Volgend jaar 24 mei wordt Bob Dylan 80 jaar. In de aanloop daar naartoe, zendt de VPRO tweewekelijks een podcast uit over deze befaamde popzanger en Nobelprijswinnaar (voor litteratuur). Ik mag daar ook een bijdrage aan leveren. Onlangs bracht Dylan zijn 39e album uit: Rough and Rowdy Ways, waarmee hij in één week doorstootte naar nummer 1 in de Engelse charts. Een aantal songs is nogal apocalyptisch. Dylan ziet zijn einde naderen en bezingt dat in Mother of Muses. Dat is bepaald niet de eerste keer. Zijn leven lang zoekt Dylan het heil, maar beseft dat hij zelf zwaar tekort geschoten heeft. Hij hoopt op Gods barmhartigheid. Hij beseft dat hij op het punt staat de Rubicon over te steken, dat wil zeggen het punt waarop geen terugkeer meer mogelijk is - het stervensmoment. Hij is somber: het donkerste moment is juist voor het aanbreken van de dageraad. Tegelijk ontbreekt het hem niet aan vertrouwen dat het goed kan komen: ik voel de heilige Geest en de vrijheid die het licht mij biedt.

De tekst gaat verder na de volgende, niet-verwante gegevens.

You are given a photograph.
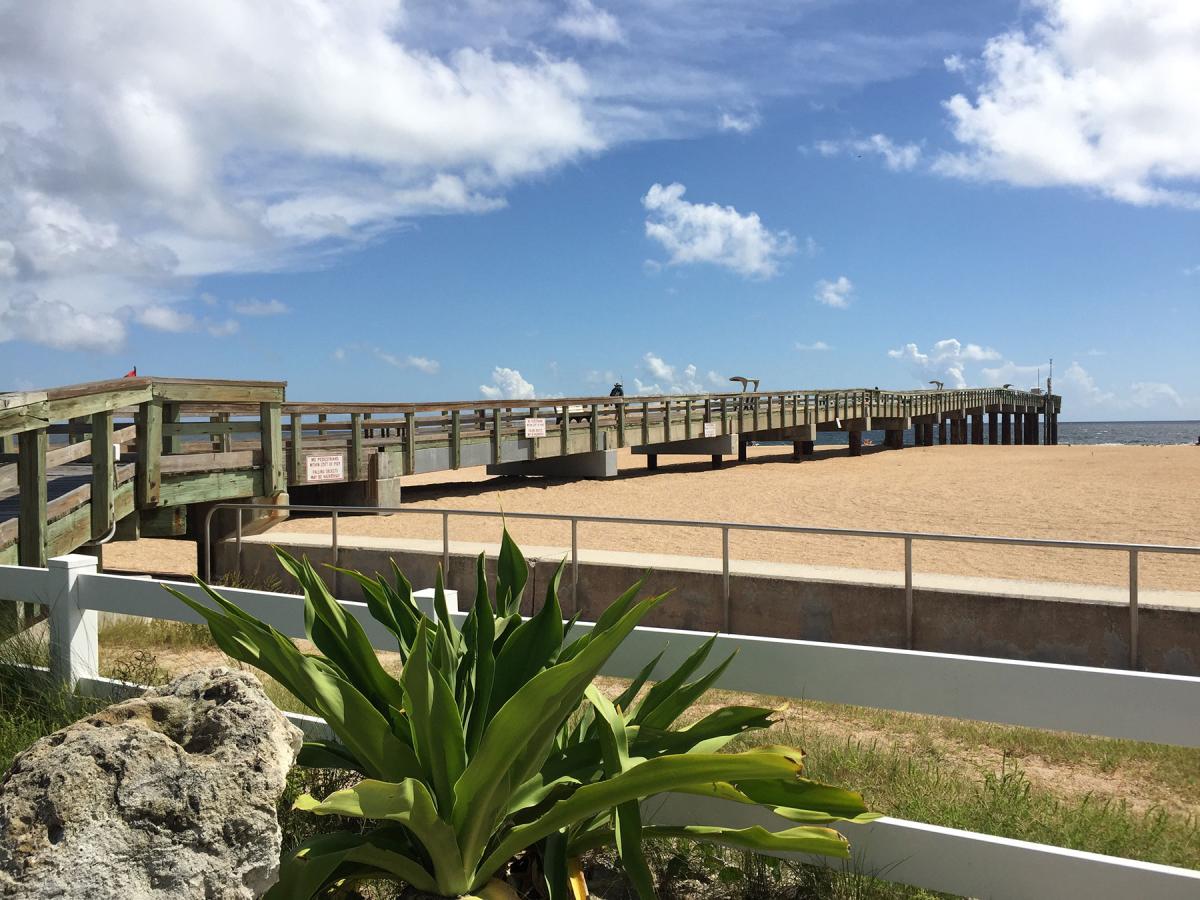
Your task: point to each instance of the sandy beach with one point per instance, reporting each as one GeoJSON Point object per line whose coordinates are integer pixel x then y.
{"type": "Point", "coordinates": [1120, 493]}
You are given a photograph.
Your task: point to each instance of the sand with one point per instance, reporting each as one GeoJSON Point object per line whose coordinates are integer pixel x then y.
{"type": "Point", "coordinates": [1116, 493]}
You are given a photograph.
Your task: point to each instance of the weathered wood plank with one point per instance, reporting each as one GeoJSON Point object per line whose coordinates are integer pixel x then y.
{"type": "Point", "coordinates": [208, 461]}
{"type": "Point", "coordinates": [357, 469]}
{"type": "Point", "coordinates": [178, 490]}
{"type": "Point", "coordinates": [295, 448]}
{"type": "Point", "coordinates": [103, 474]}
{"type": "Point", "coordinates": [275, 474]}
{"type": "Point", "coordinates": [31, 481]}
{"type": "Point", "coordinates": [149, 438]}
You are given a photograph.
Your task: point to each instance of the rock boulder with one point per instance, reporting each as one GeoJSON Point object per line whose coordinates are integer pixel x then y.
{"type": "Point", "coordinates": [172, 795]}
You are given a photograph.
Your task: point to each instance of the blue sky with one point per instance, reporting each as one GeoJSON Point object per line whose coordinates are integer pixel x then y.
{"type": "Point", "coordinates": [383, 202]}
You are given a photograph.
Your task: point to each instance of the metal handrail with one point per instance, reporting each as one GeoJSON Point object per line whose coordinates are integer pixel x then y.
{"type": "Point", "coordinates": [909, 538]}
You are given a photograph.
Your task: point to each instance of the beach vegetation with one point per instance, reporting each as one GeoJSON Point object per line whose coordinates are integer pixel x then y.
{"type": "Point", "coordinates": [492, 762]}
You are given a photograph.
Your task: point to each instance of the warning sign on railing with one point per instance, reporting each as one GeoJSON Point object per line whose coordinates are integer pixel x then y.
{"type": "Point", "coordinates": [327, 467]}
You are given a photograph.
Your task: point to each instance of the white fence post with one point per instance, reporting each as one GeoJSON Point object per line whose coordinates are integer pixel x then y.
{"type": "Point", "coordinates": [75, 651]}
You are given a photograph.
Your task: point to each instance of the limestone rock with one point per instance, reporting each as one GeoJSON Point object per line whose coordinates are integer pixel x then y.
{"type": "Point", "coordinates": [171, 795]}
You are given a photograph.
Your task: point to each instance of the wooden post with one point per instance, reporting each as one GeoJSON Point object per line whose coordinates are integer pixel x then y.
{"type": "Point", "coordinates": [411, 443]}
{"type": "Point", "coordinates": [171, 443]}
{"type": "Point", "coordinates": [149, 437]}
{"type": "Point", "coordinates": [497, 417]}
{"type": "Point", "coordinates": [270, 427]}
{"type": "Point", "coordinates": [856, 443]}
{"type": "Point", "coordinates": [103, 474]}
{"type": "Point", "coordinates": [75, 653]}
{"type": "Point", "coordinates": [295, 451]}
{"type": "Point", "coordinates": [31, 487]}
{"type": "Point", "coordinates": [357, 473]}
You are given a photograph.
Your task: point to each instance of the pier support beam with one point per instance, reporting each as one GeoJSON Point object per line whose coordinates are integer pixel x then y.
{"type": "Point", "coordinates": [597, 463]}
{"type": "Point", "coordinates": [856, 443]}
{"type": "Point", "coordinates": [715, 448]}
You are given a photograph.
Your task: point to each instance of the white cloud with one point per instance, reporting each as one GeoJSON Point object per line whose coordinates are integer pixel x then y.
{"type": "Point", "coordinates": [59, 324]}
{"type": "Point", "coordinates": [585, 21]}
{"type": "Point", "coordinates": [898, 157]}
{"type": "Point", "coordinates": [684, 379]}
{"type": "Point", "coordinates": [1078, 385]}
{"type": "Point", "coordinates": [261, 307]}
{"type": "Point", "coordinates": [834, 293]}
{"type": "Point", "coordinates": [165, 318]}
{"type": "Point", "coordinates": [1098, 94]}
{"type": "Point", "coordinates": [222, 329]}
{"type": "Point", "coordinates": [742, 123]}
{"type": "Point", "coordinates": [709, 233]}
{"type": "Point", "coordinates": [211, 138]}
{"type": "Point", "coordinates": [1153, 394]}
{"type": "Point", "coordinates": [945, 361]}
{"type": "Point", "coordinates": [507, 384]}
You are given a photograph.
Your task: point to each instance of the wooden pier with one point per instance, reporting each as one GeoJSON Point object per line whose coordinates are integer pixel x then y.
{"type": "Point", "coordinates": [144, 455]}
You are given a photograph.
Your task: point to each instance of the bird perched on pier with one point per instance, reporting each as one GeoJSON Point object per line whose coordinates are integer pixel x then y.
{"type": "Point", "coordinates": [745, 382]}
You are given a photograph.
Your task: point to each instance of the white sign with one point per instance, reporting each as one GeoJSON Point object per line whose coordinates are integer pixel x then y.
{"type": "Point", "coordinates": [330, 467]}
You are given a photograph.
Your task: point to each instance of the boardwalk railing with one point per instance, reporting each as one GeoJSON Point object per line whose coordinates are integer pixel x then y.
{"type": "Point", "coordinates": [1133, 551]}
{"type": "Point", "coordinates": [1092, 701]}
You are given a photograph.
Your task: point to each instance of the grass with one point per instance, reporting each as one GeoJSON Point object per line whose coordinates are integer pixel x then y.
{"type": "Point", "coordinates": [907, 767]}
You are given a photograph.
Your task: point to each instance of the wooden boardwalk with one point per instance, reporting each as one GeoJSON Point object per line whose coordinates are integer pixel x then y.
{"type": "Point", "coordinates": [186, 443]}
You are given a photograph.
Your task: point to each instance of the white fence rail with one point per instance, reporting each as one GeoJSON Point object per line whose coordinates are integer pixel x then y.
{"type": "Point", "coordinates": [1105, 702]}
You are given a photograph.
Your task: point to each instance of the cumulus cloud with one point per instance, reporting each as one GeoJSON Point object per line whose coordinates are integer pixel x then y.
{"type": "Point", "coordinates": [261, 307]}
{"type": "Point", "coordinates": [834, 293]}
{"type": "Point", "coordinates": [1098, 94]}
{"type": "Point", "coordinates": [507, 384]}
{"type": "Point", "coordinates": [898, 157]}
{"type": "Point", "coordinates": [671, 378]}
{"type": "Point", "coordinates": [59, 324]}
{"type": "Point", "coordinates": [945, 361]}
{"type": "Point", "coordinates": [246, 138]}
{"type": "Point", "coordinates": [165, 318]}
{"type": "Point", "coordinates": [742, 123]}
{"type": "Point", "coordinates": [585, 21]}
{"type": "Point", "coordinates": [709, 233]}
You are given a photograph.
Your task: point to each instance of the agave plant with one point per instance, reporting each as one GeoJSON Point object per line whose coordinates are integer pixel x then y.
{"type": "Point", "coordinates": [493, 744]}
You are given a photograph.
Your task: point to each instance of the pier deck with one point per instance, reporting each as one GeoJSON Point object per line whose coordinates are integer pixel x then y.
{"type": "Point", "coordinates": [166, 447]}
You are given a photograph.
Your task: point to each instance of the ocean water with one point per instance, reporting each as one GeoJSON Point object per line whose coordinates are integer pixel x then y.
{"type": "Point", "coordinates": [1170, 432]}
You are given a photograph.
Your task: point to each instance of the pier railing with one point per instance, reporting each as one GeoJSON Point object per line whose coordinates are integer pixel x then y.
{"type": "Point", "coordinates": [1092, 701]}
{"type": "Point", "coordinates": [1133, 551]}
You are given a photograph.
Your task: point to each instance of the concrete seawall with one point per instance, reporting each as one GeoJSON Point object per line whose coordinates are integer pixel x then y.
{"type": "Point", "coordinates": [1048, 623]}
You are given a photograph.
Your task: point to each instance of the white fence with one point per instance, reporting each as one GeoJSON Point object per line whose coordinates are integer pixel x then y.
{"type": "Point", "coordinates": [1093, 701]}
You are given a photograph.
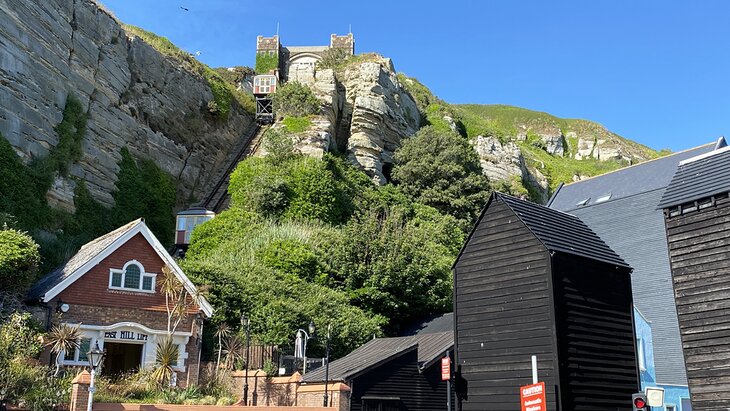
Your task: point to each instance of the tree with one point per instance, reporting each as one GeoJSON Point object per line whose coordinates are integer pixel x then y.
{"type": "Point", "coordinates": [19, 259]}
{"type": "Point", "coordinates": [441, 169]}
{"type": "Point", "coordinates": [396, 262]}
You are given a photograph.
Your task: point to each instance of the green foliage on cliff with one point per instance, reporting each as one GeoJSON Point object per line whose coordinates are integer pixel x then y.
{"type": "Point", "coordinates": [297, 124]}
{"type": "Point", "coordinates": [224, 91]}
{"type": "Point", "coordinates": [235, 256]}
{"type": "Point", "coordinates": [143, 190]}
{"type": "Point", "coordinates": [265, 63]}
{"type": "Point", "coordinates": [19, 260]}
{"type": "Point", "coordinates": [308, 238]}
{"type": "Point", "coordinates": [295, 99]}
{"type": "Point", "coordinates": [440, 169]}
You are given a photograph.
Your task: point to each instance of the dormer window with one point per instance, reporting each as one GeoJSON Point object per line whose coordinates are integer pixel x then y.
{"type": "Point", "coordinates": [132, 277]}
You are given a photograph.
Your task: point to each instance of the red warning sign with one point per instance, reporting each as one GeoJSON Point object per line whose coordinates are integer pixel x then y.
{"type": "Point", "coordinates": [532, 397]}
{"type": "Point", "coordinates": [445, 369]}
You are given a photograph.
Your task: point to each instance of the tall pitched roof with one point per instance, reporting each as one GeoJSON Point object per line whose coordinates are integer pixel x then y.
{"type": "Point", "coordinates": [95, 251]}
{"type": "Point", "coordinates": [699, 177]}
{"type": "Point", "coordinates": [640, 178]}
{"type": "Point", "coordinates": [381, 350]}
{"type": "Point", "coordinates": [559, 231]}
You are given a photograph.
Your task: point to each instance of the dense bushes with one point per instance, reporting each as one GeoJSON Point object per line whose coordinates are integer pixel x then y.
{"type": "Point", "coordinates": [308, 238]}
{"type": "Point", "coordinates": [265, 62]}
{"type": "Point", "coordinates": [143, 190]}
{"type": "Point", "coordinates": [19, 259]}
{"type": "Point", "coordinates": [295, 99]}
{"type": "Point", "coordinates": [441, 169]}
{"type": "Point", "coordinates": [23, 380]}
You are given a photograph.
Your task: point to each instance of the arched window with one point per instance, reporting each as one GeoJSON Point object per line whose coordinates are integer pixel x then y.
{"type": "Point", "coordinates": [132, 277]}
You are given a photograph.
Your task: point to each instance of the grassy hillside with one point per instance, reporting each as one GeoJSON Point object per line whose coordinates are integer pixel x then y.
{"type": "Point", "coordinates": [524, 127]}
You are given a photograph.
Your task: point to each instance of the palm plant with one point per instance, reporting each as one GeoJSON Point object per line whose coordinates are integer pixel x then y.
{"type": "Point", "coordinates": [221, 331]}
{"type": "Point", "coordinates": [165, 360]}
{"type": "Point", "coordinates": [62, 339]}
{"type": "Point", "coordinates": [233, 350]}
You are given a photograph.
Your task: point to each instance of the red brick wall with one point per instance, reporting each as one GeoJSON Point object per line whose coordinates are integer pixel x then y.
{"type": "Point", "coordinates": [93, 287]}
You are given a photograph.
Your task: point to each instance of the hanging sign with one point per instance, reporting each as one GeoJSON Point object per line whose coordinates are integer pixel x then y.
{"type": "Point", "coordinates": [445, 368]}
{"type": "Point", "coordinates": [532, 397]}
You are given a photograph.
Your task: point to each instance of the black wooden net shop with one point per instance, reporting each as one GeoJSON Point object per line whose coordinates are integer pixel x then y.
{"type": "Point", "coordinates": [696, 208]}
{"type": "Point", "coordinates": [535, 281]}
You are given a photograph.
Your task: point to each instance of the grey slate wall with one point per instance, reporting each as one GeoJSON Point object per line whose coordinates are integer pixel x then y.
{"type": "Point", "coordinates": [633, 228]}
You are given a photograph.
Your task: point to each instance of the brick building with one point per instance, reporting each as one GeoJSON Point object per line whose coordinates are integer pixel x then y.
{"type": "Point", "coordinates": [112, 288]}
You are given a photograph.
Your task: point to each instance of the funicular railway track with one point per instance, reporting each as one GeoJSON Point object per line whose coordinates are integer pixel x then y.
{"type": "Point", "coordinates": [217, 198]}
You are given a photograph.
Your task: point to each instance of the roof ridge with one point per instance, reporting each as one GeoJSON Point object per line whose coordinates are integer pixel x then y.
{"type": "Point", "coordinates": [703, 156]}
{"type": "Point", "coordinates": [536, 205]}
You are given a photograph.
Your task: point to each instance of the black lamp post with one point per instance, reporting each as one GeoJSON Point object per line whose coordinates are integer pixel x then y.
{"type": "Point", "coordinates": [95, 357]}
{"type": "Point", "coordinates": [245, 324]}
{"type": "Point", "coordinates": [327, 366]}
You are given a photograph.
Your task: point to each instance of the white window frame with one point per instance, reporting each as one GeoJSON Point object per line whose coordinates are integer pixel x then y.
{"type": "Point", "coordinates": [142, 275]}
{"type": "Point", "coordinates": [77, 353]}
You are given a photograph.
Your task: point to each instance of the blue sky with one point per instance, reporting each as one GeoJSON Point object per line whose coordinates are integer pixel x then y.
{"type": "Point", "coordinates": [657, 72]}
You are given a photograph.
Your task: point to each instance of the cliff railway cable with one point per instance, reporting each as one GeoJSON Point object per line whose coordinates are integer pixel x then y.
{"type": "Point", "coordinates": [216, 199]}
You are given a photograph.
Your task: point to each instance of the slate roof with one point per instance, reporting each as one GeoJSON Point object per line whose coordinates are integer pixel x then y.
{"type": "Point", "coordinates": [87, 252]}
{"type": "Point", "coordinates": [699, 177]}
{"type": "Point", "coordinates": [640, 178]}
{"type": "Point", "coordinates": [380, 350]}
{"type": "Point", "coordinates": [562, 232]}
{"type": "Point", "coordinates": [632, 226]}
{"type": "Point", "coordinates": [434, 324]}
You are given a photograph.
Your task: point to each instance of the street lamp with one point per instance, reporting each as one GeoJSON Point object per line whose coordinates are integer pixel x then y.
{"type": "Point", "coordinates": [245, 324]}
{"type": "Point", "coordinates": [95, 357]}
{"type": "Point", "coordinates": [327, 365]}
{"type": "Point", "coordinates": [300, 350]}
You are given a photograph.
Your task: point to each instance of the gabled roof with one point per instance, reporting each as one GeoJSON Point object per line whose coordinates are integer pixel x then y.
{"type": "Point", "coordinates": [562, 232]}
{"type": "Point", "coordinates": [93, 252]}
{"type": "Point", "coordinates": [381, 350]}
{"type": "Point", "coordinates": [699, 177]}
{"type": "Point", "coordinates": [556, 230]}
{"type": "Point", "coordinates": [434, 324]}
{"type": "Point", "coordinates": [640, 178]}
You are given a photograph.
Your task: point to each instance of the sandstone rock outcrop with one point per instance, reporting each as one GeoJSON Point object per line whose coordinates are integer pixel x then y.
{"type": "Point", "coordinates": [366, 113]}
{"type": "Point", "coordinates": [133, 95]}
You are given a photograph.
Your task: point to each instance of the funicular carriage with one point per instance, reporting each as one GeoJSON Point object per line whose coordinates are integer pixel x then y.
{"type": "Point", "coordinates": [263, 86]}
{"type": "Point", "coordinates": [186, 221]}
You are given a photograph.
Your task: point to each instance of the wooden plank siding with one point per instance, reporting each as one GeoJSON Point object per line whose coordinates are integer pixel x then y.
{"type": "Point", "coordinates": [425, 390]}
{"type": "Point", "coordinates": [502, 310]}
{"type": "Point", "coordinates": [596, 340]}
{"type": "Point", "coordinates": [699, 250]}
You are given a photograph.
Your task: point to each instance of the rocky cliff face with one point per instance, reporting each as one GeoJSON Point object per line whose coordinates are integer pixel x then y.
{"type": "Point", "coordinates": [133, 95]}
{"type": "Point", "coordinates": [365, 113]}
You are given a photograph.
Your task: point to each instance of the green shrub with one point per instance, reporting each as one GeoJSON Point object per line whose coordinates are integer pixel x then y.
{"type": "Point", "coordinates": [143, 190]}
{"type": "Point", "coordinates": [265, 62]}
{"type": "Point", "coordinates": [295, 99]}
{"type": "Point", "coordinates": [440, 169]}
{"type": "Point", "coordinates": [19, 259]}
{"type": "Point", "coordinates": [222, 94]}
{"type": "Point", "coordinates": [297, 124]}
{"type": "Point", "coordinates": [290, 257]}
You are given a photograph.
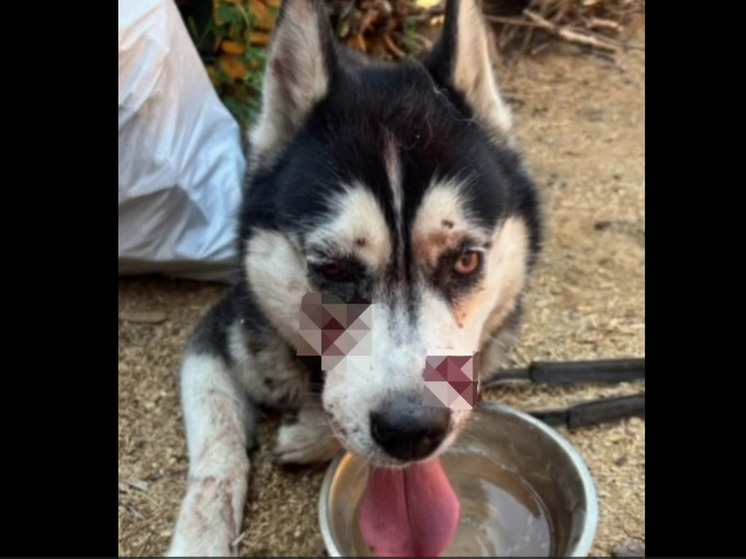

Het zijn mijmeringen die je ook tegenkomt bij generatiegenoten Leonard Cohen en David Bowie. Beiden voelden hun einde naderen (beiden zijn inmiddels overleden) en vroegen zich bezorgd af of de goede God hen wel toe zou laten. Cohen zingt: If thine is the glory, mine is the shame. I am ready my Lord. Hineni hineni. Hineni is Hebreeuws voor ‘ Hier ben ik’. Het laatste nummer van het laatste album van David Bowie heet Lazarus. Bowie - het stoorde hem dat hij niet volledig atheïst kon zijn - vraagt zich af welk lot hem wacht: dat van de rijke, of dat van Lazarus, verwijzend naar de parabel van Jezus. Vlak na zijn dood tweette zijn christelijke vrouw: the struggle is real, but so is God.

En nu dus ook Bob Dylan. Dylan heeft nooit het vooruitgangsgeloof van het verlichtingsdenken gedeeld. Hij kijkt terug op de 20e eeuw en ziet dat het de bloedigste eeuw ooit was: holocaust, goulags, Hiroshima, Rode Khmer, Tibet, Vietnam, Rwanda. Probeer daar maar eens vooruitgang in te ontdekken. Er is iets fundamenteels mis met de mens. Dylan is er altijd van overtuigd geweest dat dit weliswaar schuilt in maatschappij en structuren, maar toch echt zijn oorsprong heeft in het hart van de mens, dat kennelijk zijn duistere kanten kent. Je ziet het chaotische en gespletene van onze identiteit terug in Picasso’s portretten, in de dialogen van James Joyce, de radeloze schreeuw van Edvard Munch en bij het personage Mr. Jones in Bob Dylans ‘Ballad of a thin Man’.  De apostel Paulus was er zich zeer van bewust: waarom doe ik het goede dat ik wil niet, en het kwade wat ik niet wil wel?

Maar dat is niet het hele verhaal. Er is ook iets goeds in ons dat hardnekkig aanwezig is. De mens is van goede wil. Ook daar is Picasso zich van bewust: naast het angstwekkende Guérnica, penseelde hij ook een lieflijk portret van zijn kinderen. James Joyce beschreef ook het empathische beeld van Molly Bloom. En Bob Dylan bezong niet alleen de chaos in het hoofd van Mr. Jones, maar ook het grenzeloze vertrouwen in de hand van de Schepper (Every Grain of Sand):
In the fury of the moment I can see the Masters hand
In every leaf that trembles, in every grain of sand”

Bij voorbaat proficiat, Bob. Dat we nog vele jaren van je mogen genieten.